Dear Ezra and Lian,
I wrote this New Year’s message for Jan. 1, 2009. I am writing it here for you to remember all the progress Ezra’s made these last 6.5 years. These type of stories were the things I was going to include in “The Snow Tiger In The Jungle” book. It gives a little glimpse into your fascination with ice and snow, how you used to talk when you were 5 and how your brain worked. I wanted to capture all that in the book, but this is a small time capsule from those days. Ezra ended up getting 2 years of therapy and was the shining star on the project. It changed his life. I hope you enjoy it.
Happy New Year!
A couple weeks ago, I was sick.
I told Ezra, “I’m sick.”
He looked me in the eyes really concerned.
He put his hand on my shoulder
And said, “Dada, don’t eat the snow.”
I, Ruth and the Daycare teachers keep telling Ezra, “Don’t eat the snow or you’re going to get sick!” He figured if I was sick, it was because I had eaten the snow.
Ezra loves snow and luckily for him (and me) this winter is shaping up to have lots.
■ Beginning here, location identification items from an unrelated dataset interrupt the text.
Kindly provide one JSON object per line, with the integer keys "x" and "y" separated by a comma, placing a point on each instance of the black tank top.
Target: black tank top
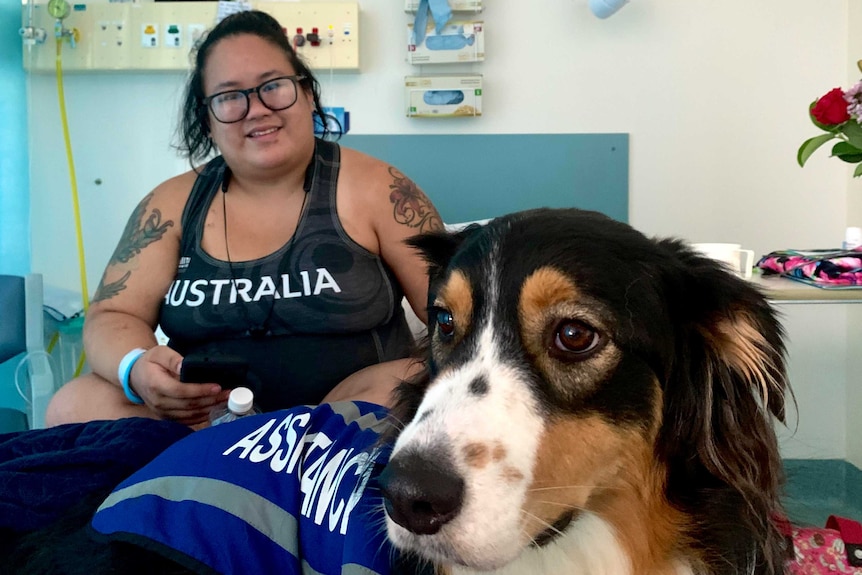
{"x": 306, "y": 316}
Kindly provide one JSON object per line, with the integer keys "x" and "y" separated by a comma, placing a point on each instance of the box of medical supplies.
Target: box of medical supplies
{"x": 458, "y": 41}
{"x": 441, "y": 96}
{"x": 454, "y": 5}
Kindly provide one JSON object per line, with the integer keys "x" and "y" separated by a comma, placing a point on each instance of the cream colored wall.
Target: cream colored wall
{"x": 714, "y": 95}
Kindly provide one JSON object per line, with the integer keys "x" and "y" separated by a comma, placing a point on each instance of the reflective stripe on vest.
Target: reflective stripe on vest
{"x": 279, "y": 492}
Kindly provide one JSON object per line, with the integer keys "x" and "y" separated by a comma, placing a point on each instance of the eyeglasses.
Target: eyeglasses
{"x": 233, "y": 105}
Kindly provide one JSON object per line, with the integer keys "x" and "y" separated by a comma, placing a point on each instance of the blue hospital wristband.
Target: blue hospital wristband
{"x": 125, "y": 370}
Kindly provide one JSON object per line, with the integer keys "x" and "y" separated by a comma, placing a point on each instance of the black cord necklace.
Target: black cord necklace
{"x": 262, "y": 329}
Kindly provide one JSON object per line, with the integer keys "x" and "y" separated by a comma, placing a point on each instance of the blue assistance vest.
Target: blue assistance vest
{"x": 288, "y": 492}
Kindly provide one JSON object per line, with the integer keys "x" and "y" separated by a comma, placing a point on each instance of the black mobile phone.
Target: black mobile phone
{"x": 226, "y": 370}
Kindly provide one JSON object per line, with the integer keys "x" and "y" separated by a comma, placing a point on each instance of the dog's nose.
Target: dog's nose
{"x": 421, "y": 494}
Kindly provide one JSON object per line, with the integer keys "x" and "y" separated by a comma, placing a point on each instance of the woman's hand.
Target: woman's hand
{"x": 155, "y": 378}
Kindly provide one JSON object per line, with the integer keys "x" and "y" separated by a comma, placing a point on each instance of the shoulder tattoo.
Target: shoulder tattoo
{"x": 411, "y": 207}
{"x": 142, "y": 229}
{"x": 109, "y": 290}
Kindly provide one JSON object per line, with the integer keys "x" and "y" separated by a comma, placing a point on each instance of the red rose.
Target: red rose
{"x": 831, "y": 109}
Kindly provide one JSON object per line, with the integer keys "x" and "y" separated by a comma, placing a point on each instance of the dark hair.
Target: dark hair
{"x": 193, "y": 130}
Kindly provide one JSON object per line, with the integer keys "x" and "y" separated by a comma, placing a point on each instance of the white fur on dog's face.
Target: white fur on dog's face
{"x": 589, "y": 395}
{"x": 496, "y": 440}
{"x": 496, "y": 469}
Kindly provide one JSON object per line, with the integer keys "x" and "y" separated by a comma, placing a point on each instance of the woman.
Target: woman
{"x": 286, "y": 250}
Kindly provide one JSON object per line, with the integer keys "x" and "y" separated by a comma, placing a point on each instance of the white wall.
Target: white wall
{"x": 714, "y": 95}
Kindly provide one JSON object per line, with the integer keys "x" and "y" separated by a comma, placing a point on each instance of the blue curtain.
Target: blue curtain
{"x": 14, "y": 170}
{"x": 14, "y": 165}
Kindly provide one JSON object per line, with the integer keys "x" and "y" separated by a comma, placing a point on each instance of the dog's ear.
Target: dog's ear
{"x": 728, "y": 376}
{"x": 437, "y": 248}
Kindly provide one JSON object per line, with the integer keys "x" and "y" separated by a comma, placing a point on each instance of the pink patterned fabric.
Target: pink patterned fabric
{"x": 820, "y": 551}
{"x": 824, "y": 267}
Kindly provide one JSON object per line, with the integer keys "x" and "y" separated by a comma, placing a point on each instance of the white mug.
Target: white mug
{"x": 739, "y": 261}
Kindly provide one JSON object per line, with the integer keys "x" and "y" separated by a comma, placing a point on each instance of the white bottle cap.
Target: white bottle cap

First White Christmas everywhere in Canada since 1971. That may surprise many of you non-Canadians, but it’s true. Usually some southern place, like Toronto doesn’t have snow on Christmas day.
As you can see, Ezra has really improved his language abilities since I last wrote. On Christmas Day, His Great-Great Uncle Bill (he really is great) called up my parents to wish them a Merry Christmas. Ezra ran and answered the phone. “Hello”, he said. My uncle had never heard Ezra talk before, so he was not sure if he had the right number. He asked Ezra who he was. Ezra’s reply: “I’m Robot-Builder” and hands me the phone and goes back to building his robot with his Christmas present.
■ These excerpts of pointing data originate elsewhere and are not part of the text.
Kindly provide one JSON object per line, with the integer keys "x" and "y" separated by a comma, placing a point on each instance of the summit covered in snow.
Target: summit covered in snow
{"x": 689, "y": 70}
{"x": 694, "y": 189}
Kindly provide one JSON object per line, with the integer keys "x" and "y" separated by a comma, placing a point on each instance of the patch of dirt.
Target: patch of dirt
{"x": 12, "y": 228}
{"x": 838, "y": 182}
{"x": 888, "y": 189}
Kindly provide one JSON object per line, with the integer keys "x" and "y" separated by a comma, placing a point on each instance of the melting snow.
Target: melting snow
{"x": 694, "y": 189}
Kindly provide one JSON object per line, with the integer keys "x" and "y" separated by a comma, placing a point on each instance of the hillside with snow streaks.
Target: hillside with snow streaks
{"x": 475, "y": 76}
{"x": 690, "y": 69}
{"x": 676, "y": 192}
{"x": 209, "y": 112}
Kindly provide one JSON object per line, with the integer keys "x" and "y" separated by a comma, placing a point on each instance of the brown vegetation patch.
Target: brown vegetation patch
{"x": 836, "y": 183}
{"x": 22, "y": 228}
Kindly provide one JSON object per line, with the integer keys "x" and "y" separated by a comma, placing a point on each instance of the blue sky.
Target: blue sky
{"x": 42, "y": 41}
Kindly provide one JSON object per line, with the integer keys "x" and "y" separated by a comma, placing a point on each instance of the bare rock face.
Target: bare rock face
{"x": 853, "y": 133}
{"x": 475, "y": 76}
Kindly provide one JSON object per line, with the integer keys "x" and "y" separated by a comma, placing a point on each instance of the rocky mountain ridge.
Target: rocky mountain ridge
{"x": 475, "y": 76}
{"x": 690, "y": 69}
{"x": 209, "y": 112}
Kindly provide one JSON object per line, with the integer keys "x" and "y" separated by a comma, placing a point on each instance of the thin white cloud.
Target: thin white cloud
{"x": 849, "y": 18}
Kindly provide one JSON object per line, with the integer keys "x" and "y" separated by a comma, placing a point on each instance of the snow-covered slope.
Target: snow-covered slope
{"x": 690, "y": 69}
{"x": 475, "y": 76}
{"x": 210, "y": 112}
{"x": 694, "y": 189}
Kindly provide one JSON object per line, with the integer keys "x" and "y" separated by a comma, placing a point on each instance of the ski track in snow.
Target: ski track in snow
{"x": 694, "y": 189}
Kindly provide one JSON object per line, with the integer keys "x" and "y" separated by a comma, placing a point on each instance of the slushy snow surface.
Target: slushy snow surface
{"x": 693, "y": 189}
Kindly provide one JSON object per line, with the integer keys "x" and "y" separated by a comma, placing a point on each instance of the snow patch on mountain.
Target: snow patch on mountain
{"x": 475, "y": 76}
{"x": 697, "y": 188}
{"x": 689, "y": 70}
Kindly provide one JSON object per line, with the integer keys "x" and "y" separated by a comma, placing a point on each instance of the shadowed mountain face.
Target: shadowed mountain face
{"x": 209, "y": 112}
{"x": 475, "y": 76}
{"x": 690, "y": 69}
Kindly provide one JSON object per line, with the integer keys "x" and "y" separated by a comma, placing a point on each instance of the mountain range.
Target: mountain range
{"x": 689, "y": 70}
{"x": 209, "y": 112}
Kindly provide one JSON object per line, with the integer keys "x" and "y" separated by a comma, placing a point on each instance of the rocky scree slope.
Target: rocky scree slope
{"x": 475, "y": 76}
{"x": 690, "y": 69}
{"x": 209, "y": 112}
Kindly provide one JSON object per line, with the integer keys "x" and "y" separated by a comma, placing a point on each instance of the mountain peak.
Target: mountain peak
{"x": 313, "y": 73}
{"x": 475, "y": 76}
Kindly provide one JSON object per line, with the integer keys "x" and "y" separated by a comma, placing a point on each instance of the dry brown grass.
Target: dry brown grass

Ezra is part of a scientific study at York University. The study is testing an autism therapy called DIR/Floor time. Ezra has been in the control group this past year receiving no treatment. His therapy begins in a couple weeks. This will involve 30 hours a week of therapy from Ruth and I + 4 hours from a trained therapist with support from language therapists, occupational therapists and dieticians. We basically get trained as therapists or “Floor time Players”. It will be less play and more like work, another full time job for the next year.
As part of the study, Ezra goes through a series of tests to measure his language, cognitive ability, social interaction, etc. One of these tests involves having an EEG measuring his brain wave activity while watching alternating pictures of toys and women’s faces. Ezra’s Mommy’s face gets put into the mix of women’s faces. The women’s faces have different expressions; happy, scared, sad. Last year, Ezra didn’t recognize his mother’s face at all. That part of his brain didn’t light up and there was no recognition in his eyes or words. This year, he recognized Ruth’s 2-D face when it was smiling, but not when scared or sad. At risk of messing with the research data, the neurolab tech specifically pointed at Ruth’s picture when she was “scared” and said, “Is that Mommy?” Ezra laughed and said, “That’s not Mommy!” like it was the most ridiculous thing he ever heard. Consistently, he recognized his Mommy only when she was smiling and would say, “That’s Mommy!” A normally developing child’s brain would long ago recognize his mother’s face, whatever her expression. Ezra is The Boy Who Could Only See His Mommy’s Face When She Smiled.
The theory behind DIR/Floor time is that this is essentially the cause of autism and the therapy tries to build the parent/child facial recognition. We have to tune Ezra into looking at people’s faces, so that he can learn language, social skills, etc. Wish us luck in 2009!”